‘Return To Forbidden Planet’ Serves Up Shakespeare’s Lost Rock And Roll Masterpiece
Jukebox musical takes the stage at Carlsbad’s New Village Arts Theatre
Friday, August 21, 2015
Photo by Beth Accomando
"Return to Forbidden Planet" approaches Shakespeare by way of rock and roll music and sci-fi B movies. KPBS arts reporter Beth Accomando checks out the Bard in outer space at the New Village Arts Theater.
"Return to Forbidden Planet" (running through Sept. 6 at Carlsbad's New Village Arts Theatre) approaches Shakespeare by way of rock and roll music and sci-fi B movies.
Shakespeare’s been dead for centuries but that hasn’t stopped people from exhuming his plays and trying to breath new life into them for modern audiences. Radical reinterpretations of the Bard have included moving Hamlet to a Canadian brewery for the comedy "Strange Brew" or placing the ambitious tale of "Macbeth" against the backdrop of the competitive fast food industry.
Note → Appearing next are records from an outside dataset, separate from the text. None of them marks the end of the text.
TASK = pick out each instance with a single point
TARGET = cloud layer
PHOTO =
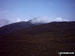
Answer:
(47, 19)
(34, 20)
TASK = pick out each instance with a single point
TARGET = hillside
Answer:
(15, 27)
(42, 40)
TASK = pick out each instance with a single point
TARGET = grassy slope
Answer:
(43, 40)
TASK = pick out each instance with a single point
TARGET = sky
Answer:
(44, 10)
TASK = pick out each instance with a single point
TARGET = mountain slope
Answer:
(14, 27)
(41, 40)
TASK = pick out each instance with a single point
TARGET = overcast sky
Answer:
(18, 10)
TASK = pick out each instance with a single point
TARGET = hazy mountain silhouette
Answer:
(41, 40)
(15, 27)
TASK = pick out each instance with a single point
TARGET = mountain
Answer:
(41, 40)
(14, 27)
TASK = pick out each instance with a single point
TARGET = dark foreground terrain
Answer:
(41, 40)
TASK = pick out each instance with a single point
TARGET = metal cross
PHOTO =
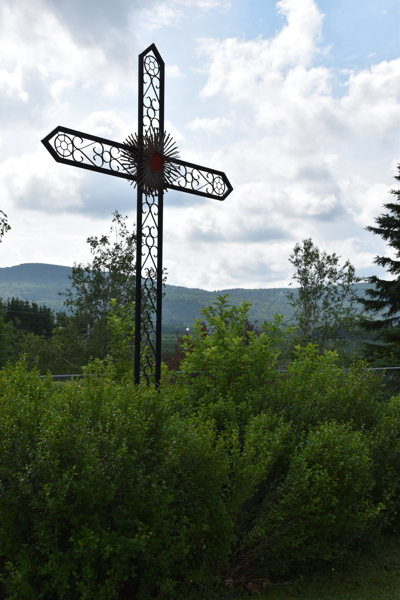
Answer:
(151, 162)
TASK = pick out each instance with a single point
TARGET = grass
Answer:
(373, 574)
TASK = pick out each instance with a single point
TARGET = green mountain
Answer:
(41, 283)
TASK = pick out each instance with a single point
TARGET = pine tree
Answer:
(385, 295)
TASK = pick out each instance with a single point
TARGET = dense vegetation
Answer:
(231, 473)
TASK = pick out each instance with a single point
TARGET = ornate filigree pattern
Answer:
(152, 73)
(150, 160)
(201, 181)
(88, 152)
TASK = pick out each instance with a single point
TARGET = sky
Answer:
(297, 101)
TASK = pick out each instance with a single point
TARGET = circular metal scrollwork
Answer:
(151, 161)
(64, 145)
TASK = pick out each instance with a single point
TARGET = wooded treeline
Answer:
(325, 308)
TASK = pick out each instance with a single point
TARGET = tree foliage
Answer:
(110, 276)
(384, 297)
(29, 316)
(326, 302)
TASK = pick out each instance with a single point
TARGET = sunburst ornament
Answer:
(150, 161)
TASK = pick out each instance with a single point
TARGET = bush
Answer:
(313, 507)
(315, 389)
(111, 490)
(102, 487)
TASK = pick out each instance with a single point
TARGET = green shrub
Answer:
(385, 450)
(319, 506)
(101, 487)
(315, 389)
(110, 490)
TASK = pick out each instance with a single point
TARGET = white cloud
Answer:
(105, 124)
(11, 83)
(32, 40)
(32, 182)
(161, 15)
(209, 126)
(171, 13)
(173, 71)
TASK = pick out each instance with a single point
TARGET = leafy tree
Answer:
(6, 332)
(110, 275)
(385, 295)
(29, 316)
(325, 302)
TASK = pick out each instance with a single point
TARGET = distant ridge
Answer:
(38, 273)
(41, 283)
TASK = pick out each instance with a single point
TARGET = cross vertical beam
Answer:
(150, 161)
(150, 208)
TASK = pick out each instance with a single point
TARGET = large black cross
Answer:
(149, 160)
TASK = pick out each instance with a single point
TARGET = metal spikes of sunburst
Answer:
(150, 161)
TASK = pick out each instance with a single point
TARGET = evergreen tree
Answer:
(385, 295)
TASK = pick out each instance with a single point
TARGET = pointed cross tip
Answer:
(152, 48)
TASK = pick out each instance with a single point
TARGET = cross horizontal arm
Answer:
(98, 154)
(201, 181)
(87, 151)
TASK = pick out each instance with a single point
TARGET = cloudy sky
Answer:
(296, 100)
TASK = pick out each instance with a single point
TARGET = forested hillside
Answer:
(41, 283)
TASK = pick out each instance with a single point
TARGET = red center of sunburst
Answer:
(156, 162)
In 1956, MGM produced a famous intergalactic interpretation of "The Tempest," starring Walter Pidgeon, Anne Francis, and Leslie Nielsen and entitled "Forbidden Planet."
"'Forbidden Planet' was loosely based on 'The Tempest' and so we’re loosely, loosely based on that," Marlene Montes explained. She stars as the sexy science officer in the play "Return to Forbidden Planet" at Carlsbad’s New Village Arts Theater.
"We call it 'Fakespeare,' but there’s actually real dialogue from Shakespeare’s plays. My character alone quotes ten of the plays but then they also kind of write the dialogue to change some things so, for example, there’s one line that is 'Two beeps or not to beep,' and people think it’s a riot."
The play is a jukebox musical created by Bob Carlton in the 1980s. It draws on Shakespeare's "The Tempest" and the 1950s science fiction film "Forbidden Planet," which also cited the Bard’s last play as inspiration. "Return to Forbidden Planet" originally billed itself as Shakespeare's forgotten rock and roll masterpiece. And why not, the Bard and rock and roll is a winning combo says Montes.
"They work so well together because Shakespeare was written for the masses, for everyone and rock and roll also speaks to the masses so I think that’s why it’s so relatable in such a weird way," Montes said.
Plus, Shakespeare’s poetry taps into the essence of musical theater.
"When you burst into song it’s because it’s an elevated [moment], like your emotions are elevated and speaking can’t quite convey [it] so people break out into song. I think it’s the same thing with Shakespeare and the text guides you to that place and how it’s kind of organic," Montes added.
So it makes perfect sense for the Prospero character to introduce himself by singing "Don’t Let Me Be Misunderstood."
The familiar songs help make sure that Shakespeare is understood.
"Exactly," actor David S. Humphrey stated. "What’s great about this show is people that don’t understand Shakespeare or haven't taken that step into there, I don’t know if they are afraid of it or they don’t think they’ll understand it or they are not interested. This gives them that taste of it and makes them go 'wait I might actually like to see a Shakespeare play or see 'The Tempest.''"
You could say "Return to Forbidden Planet" serves as a gateway drug to the Bard.
"Absolutely," Montes exclaimed. "I read somewhere that it was like Shakespeare on training wheels. Kind of like a good introduction to Shakespeare so absolutely I think it’s relatable and so funny and effortless the way they work in the show so maybe it will inspire someone to read some Shakespeare."
"The Tempest" had its characters isolated on an island and "Return to Forbidden Planet" takes it to the next level by stranding them on a distant planet. It refreshes Shakespeare’s play so that anyone familiar with the text won’t know what to expect from the Bard in space, said Humphrey who plays Captain Tempest.
"They will be able to come in and see the Shakespeare but also be a part of the wonderful music and see the wonderful sci fi aspects to it," Humphrey said.
The production definitely references "Star Trek" and "Star Wars" as well comics and B movies of the 50s. But underneath it all you still find Shakespeare.
"It’s really fun because you are mixing all this together, it’s just such a creative thing to do, and it’s amazing how well it goes together. Shakespeare still fits today because you can do that, you can take these wonderful songs from the 60s and put it with Shakespeare and it all mixes together really well," Humphrey said.
Shakespeare was all about pleasing the crowd from the groundlings up to the aristocrats, so I doubt that this campy cult musical is making Will turn over in his grave. Quite the contrary, he’s probably pleased that he’s still good box office.